Bitte einen Pilz: Fachleute haben Hoffnung noch nicht aufgegeben

Nach dem trockenen Sommer wachsen derzeit kaum Schwamme in den Wäldern. Es gibt aber Lichtblicke - und sogar Sensationsfunde.

Eine prächtige Rotkappe, aufgenommen am Wochenende. Es gibt also auch in diesen Tagen Speisepilze, aber sie machen sich rar.

Für Sie berichtet: Mario Ulbrich

Im ersten Moment habe er gedacht, er sei reich, sagt Reinhard Wiegand. Immerhin sind Trüffelpilze in Feinschmeckerkreisen einiges wert. Bei Gartenarbeiten war der Breitenbrunner vor zwei Wochen zwischen den Wurzeln einer Weißtanne auf eine große Knolle gestoßen. Ein Trüffel, und was für einer.

Hirnförmiger Rasentrüffel, befand der Pilzberater Frank Demmler aus Lauter. "Die Art wurde bisher erst zweimal in Deutschland gefunden. Im Erzgebirge ist dieser Fund besonders bemerkenswert, weil wir nicht die richtigen Böden für solche Trüffel haben. Sie lieben es kalkhaltig."

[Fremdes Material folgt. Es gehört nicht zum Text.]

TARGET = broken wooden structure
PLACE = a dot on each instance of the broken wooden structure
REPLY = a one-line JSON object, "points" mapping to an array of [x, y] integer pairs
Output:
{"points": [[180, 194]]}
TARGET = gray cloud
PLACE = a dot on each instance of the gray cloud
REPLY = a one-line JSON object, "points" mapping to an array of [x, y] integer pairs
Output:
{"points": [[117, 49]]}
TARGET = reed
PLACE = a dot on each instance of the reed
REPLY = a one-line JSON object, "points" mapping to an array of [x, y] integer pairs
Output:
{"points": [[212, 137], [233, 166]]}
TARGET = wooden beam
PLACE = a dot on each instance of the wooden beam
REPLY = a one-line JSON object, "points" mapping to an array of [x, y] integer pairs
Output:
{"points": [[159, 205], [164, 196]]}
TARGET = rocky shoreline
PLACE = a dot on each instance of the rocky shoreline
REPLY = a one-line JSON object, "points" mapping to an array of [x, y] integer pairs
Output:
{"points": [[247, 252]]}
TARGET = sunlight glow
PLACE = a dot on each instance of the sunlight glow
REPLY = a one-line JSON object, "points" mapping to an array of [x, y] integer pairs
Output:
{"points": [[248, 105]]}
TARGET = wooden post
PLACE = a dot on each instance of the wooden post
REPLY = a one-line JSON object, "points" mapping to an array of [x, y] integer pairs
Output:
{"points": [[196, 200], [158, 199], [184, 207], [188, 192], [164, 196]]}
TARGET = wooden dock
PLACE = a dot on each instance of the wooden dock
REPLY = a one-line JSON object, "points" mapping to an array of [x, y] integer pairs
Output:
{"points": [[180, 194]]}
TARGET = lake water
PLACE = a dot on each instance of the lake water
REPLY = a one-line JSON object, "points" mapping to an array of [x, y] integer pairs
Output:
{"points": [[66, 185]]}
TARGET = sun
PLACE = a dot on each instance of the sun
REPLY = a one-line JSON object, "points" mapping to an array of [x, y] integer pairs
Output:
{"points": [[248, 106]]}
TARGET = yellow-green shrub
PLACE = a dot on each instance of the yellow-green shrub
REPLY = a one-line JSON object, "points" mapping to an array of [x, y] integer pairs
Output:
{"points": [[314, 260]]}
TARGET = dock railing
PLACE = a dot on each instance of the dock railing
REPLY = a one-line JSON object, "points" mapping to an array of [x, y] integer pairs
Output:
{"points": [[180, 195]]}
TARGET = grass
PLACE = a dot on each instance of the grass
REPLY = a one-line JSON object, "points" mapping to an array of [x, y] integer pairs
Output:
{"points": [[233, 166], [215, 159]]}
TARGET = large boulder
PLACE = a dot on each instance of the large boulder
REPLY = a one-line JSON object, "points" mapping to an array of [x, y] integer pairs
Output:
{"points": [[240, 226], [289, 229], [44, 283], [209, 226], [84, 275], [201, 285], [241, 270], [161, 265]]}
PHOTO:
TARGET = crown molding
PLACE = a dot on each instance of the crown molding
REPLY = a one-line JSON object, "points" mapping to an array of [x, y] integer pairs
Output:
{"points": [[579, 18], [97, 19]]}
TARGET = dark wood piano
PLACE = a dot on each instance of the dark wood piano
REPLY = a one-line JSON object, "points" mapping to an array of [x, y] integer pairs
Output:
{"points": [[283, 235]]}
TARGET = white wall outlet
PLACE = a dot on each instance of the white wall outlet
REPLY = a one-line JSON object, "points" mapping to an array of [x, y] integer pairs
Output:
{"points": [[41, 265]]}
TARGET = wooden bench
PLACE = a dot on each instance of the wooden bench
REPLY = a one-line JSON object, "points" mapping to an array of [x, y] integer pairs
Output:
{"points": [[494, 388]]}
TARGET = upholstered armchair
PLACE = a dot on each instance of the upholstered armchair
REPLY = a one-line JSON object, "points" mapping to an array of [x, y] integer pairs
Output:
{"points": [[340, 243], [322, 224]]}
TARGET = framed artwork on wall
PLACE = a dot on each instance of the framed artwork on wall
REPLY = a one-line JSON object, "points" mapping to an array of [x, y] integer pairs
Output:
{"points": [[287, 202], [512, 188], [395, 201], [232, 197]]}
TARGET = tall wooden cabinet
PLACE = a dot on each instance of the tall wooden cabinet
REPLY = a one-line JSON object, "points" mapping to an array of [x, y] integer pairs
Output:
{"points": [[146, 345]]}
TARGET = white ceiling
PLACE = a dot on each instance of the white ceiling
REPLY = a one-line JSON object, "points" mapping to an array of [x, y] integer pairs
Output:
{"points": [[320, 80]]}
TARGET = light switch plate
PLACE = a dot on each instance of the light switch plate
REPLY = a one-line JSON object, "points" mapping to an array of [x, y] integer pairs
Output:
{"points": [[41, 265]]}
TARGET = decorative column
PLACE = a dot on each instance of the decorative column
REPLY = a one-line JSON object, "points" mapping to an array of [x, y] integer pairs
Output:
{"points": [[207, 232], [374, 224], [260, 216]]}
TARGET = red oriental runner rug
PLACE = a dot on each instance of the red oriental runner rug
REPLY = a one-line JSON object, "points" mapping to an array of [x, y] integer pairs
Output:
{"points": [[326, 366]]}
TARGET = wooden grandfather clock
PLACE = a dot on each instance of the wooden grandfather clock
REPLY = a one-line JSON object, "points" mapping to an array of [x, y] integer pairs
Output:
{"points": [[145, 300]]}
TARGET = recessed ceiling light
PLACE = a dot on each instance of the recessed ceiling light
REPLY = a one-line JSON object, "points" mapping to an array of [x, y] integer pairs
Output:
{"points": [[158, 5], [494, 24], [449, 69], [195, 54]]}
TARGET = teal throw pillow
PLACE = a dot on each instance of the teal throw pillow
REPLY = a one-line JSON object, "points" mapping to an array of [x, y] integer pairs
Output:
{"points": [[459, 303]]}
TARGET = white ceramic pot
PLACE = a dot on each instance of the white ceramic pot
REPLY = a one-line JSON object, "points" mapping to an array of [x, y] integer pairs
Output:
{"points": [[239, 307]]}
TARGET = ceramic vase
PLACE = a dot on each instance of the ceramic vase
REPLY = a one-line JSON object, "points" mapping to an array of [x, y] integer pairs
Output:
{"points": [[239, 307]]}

Der Rasentrüffel gilt als ungenießbar und macht keinen reich, zumal in Deutschland wildwachsende Pilze nicht veräußert werden dürfen, es sei denn, die Untere Naturschutzbehörde hätte ihre Genehmigung erteilt. Ein Sensationsfund ist er dennoch. Einer, der umso mehr hervorsticht, weil sich in diesen Tagen selbst so gewöhnliche Arten wie Schweinsohren rar machen. Quer durch das Erzgebirge berichten Pilzberater, dass sie bislang kaum gefragt waren, um Pilzsammler zu beraten. "Es geht gegen null", sagt Berthold Viehweg aus Rittersgrün.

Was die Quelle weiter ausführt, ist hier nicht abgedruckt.